Trevor Burrus is a Research Fellow for the Cato Institute’s Center for Constitutional Studies.
In a move of masterful politicking, President Barack Obama nominated Merrick Garland, Chief Judge of the United States Court of Appeals for the D.C. Circuit, to fill the seat left by the untimely death of Supreme Court Justice Antonin Scalia. Garland is the consummate moderate, and he’s likely the best that libertarians and conservatives could have reasonably hoped for from this president.
With the looming prospect of either a President Donald Trump, whose philosophy on judicial nominations is as unknown and variable as the rest of his positions, or a President Hillary Clinton, who would certainly nominate much more ideologically extreme justices, Senate Republicans should give Garland the hearing he deserves. Whether Republicans should vote to confirm him, however, is a little more complicated. One thing is clear, however: “Letting the people decide” could get us something much worse.
In fact, many liberals are probably disappointed in this nomination. As we move forward in the nomination process, many committed liberals will probably wonder if Obama nominated an ideological squish, like David Souter was for President George H.W. Bush or Earl Warren was for President Dwight Eisenhower. In many ways, Garland has been so moderate that his commitment to some left-wing ideological causes is unclear. During the hearing for his nomination to the D.C. Circuit, Garland told the Senate that “[f]ederal judges do not have roving commissions to solve societal problems. The role of the court is to apply law to the facts of the case before it.”
Of course, it is obligatory for every judicial nominee to say that they will neutrally “apply law to the facts of the case before it.” Yet, it seems that in Judge Garland’s case, he’s often telling the truth about that.
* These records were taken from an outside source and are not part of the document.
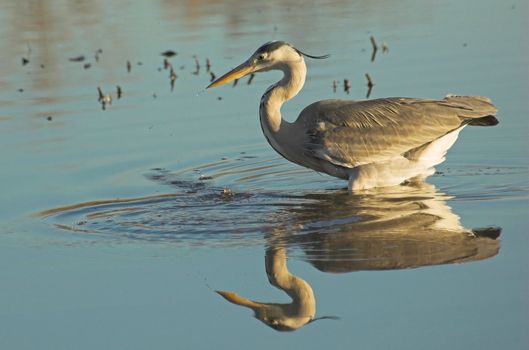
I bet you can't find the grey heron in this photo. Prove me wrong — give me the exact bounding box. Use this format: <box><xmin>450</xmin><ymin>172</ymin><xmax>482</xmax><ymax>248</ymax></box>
<box><xmin>207</xmin><ymin>41</ymin><xmax>498</xmax><ymax>190</ymax></box>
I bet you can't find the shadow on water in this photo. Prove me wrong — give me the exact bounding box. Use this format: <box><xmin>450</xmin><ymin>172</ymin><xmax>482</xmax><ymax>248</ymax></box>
<box><xmin>35</xmin><ymin>155</ymin><xmax>515</xmax><ymax>331</ymax></box>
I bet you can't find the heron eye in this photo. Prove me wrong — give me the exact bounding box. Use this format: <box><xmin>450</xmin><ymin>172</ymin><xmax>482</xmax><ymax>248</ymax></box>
<box><xmin>258</xmin><ymin>54</ymin><xmax>266</xmax><ymax>60</ymax></box>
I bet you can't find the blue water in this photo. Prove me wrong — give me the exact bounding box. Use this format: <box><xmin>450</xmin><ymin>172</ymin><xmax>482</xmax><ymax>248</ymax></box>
<box><xmin>0</xmin><ymin>0</ymin><xmax>527</xmax><ymax>349</ymax></box>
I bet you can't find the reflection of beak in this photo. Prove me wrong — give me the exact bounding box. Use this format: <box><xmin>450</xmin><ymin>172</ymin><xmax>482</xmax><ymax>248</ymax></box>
<box><xmin>207</xmin><ymin>61</ymin><xmax>254</xmax><ymax>88</ymax></box>
<box><xmin>216</xmin><ymin>290</ymin><xmax>260</xmax><ymax>308</ymax></box>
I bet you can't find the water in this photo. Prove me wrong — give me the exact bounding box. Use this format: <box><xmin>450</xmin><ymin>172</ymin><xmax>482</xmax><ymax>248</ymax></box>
<box><xmin>0</xmin><ymin>0</ymin><xmax>527</xmax><ymax>348</ymax></box>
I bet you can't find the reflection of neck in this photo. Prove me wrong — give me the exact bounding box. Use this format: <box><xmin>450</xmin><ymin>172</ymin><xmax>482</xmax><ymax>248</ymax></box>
<box><xmin>265</xmin><ymin>246</ymin><xmax>315</xmax><ymax>318</ymax></box>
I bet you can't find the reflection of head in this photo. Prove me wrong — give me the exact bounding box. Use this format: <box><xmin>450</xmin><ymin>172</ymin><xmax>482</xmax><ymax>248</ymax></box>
<box><xmin>216</xmin><ymin>290</ymin><xmax>312</xmax><ymax>331</ymax></box>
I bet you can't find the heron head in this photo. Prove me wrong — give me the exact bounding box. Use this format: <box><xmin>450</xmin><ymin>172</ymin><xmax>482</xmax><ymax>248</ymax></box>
<box><xmin>207</xmin><ymin>41</ymin><xmax>329</xmax><ymax>88</ymax></box>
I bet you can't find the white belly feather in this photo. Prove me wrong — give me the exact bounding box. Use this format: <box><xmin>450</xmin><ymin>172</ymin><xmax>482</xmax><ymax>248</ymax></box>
<box><xmin>348</xmin><ymin>126</ymin><xmax>465</xmax><ymax>190</ymax></box>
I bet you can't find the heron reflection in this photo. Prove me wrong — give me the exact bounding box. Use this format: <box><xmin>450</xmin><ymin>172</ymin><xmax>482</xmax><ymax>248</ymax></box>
<box><xmin>217</xmin><ymin>241</ymin><xmax>327</xmax><ymax>332</ymax></box>
<box><xmin>216</xmin><ymin>182</ymin><xmax>500</xmax><ymax>331</ymax></box>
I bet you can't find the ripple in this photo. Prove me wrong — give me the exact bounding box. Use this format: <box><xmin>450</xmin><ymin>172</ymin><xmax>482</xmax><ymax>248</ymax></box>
<box><xmin>434</xmin><ymin>165</ymin><xmax>528</xmax><ymax>201</ymax></box>
<box><xmin>37</xmin><ymin>154</ymin><xmax>525</xmax><ymax>255</ymax></box>
<box><xmin>37</xmin><ymin>155</ymin><xmax>319</xmax><ymax>247</ymax></box>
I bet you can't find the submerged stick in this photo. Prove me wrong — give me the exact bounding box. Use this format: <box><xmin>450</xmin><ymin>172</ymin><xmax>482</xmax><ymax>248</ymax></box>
<box><xmin>365</xmin><ymin>73</ymin><xmax>374</xmax><ymax>87</ymax></box>
<box><xmin>370</xmin><ymin>35</ymin><xmax>378</xmax><ymax>62</ymax></box>
<box><xmin>365</xmin><ymin>73</ymin><xmax>374</xmax><ymax>98</ymax></box>
<box><xmin>97</xmin><ymin>87</ymin><xmax>104</xmax><ymax>101</ymax></box>
<box><xmin>343</xmin><ymin>79</ymin><xmax>350</xmax><ymax>94</ymax></box>
<box><xmin>170</xmin><ymin>67</ymin><xmax>177</xmax><ymax>91</ymax></box>
<box><xmin>247</xmin><ymin>73</ymin><xmax>255</xmax><ymax>85</ymax></box>
<box><xmin>192</xmin><ymin>55</ymin><xmax>200</xmax><ymax>75</ymax></box>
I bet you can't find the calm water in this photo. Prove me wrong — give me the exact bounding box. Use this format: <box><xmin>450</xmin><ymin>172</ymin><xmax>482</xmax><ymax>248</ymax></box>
<box><xmin>1</xmin><ymin>0</ymin><xmax>527</xmax><ymax>348</ymax></box>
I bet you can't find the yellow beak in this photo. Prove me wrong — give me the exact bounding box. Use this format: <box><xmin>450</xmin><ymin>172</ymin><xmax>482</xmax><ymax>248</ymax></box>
<box><xmin>216</xmin><ymin>290</ymin><xmax>260</xmax><ymax>308</ymax></box>
<box><xmin>207</xmin><ymin>61</ymin><xmax>254</xmax><ymax>89</ymax></box>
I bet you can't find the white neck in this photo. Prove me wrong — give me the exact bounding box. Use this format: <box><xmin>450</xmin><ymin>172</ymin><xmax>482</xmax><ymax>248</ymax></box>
<box><xmin>259</xmin><ymin>57</ymin><xmax>307</xmax><ymax>134</ymax></box>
For example, in 2003 in al Odah v. United States, in a decision that riled liberals, Garland agreed with a three-judge panel that federal district courts lack jurisdiction to hear habeas corpus claims of prisoners in Guantanamo Bay. The Supreme Court later overturned that decision by a vote of 6-3 in Rasul v. Bush. Garland’s vote in the case, however, seems to have been determined by an honest reading of then-existing Supreme Court precedent. If he had a burning desire to give Guantanamo detainees a day in court, then it was overcome by his neutral application of the law.
Furthermore, Garland hasn’t been as friendly to the rights of criminal defendants as many liberals would want. Conservatives may find solace in this, but libertarians who are committed to the protection of criminal defendants’ rights should be wary. Garland has rarely voted for criminals who are appealing their convictions. Again, however, and underscoring his reputation for neutrality, it seems that Garland has consistently applied the law to these cases rather than act out of a fervent desire to help or hurt criminal defendants.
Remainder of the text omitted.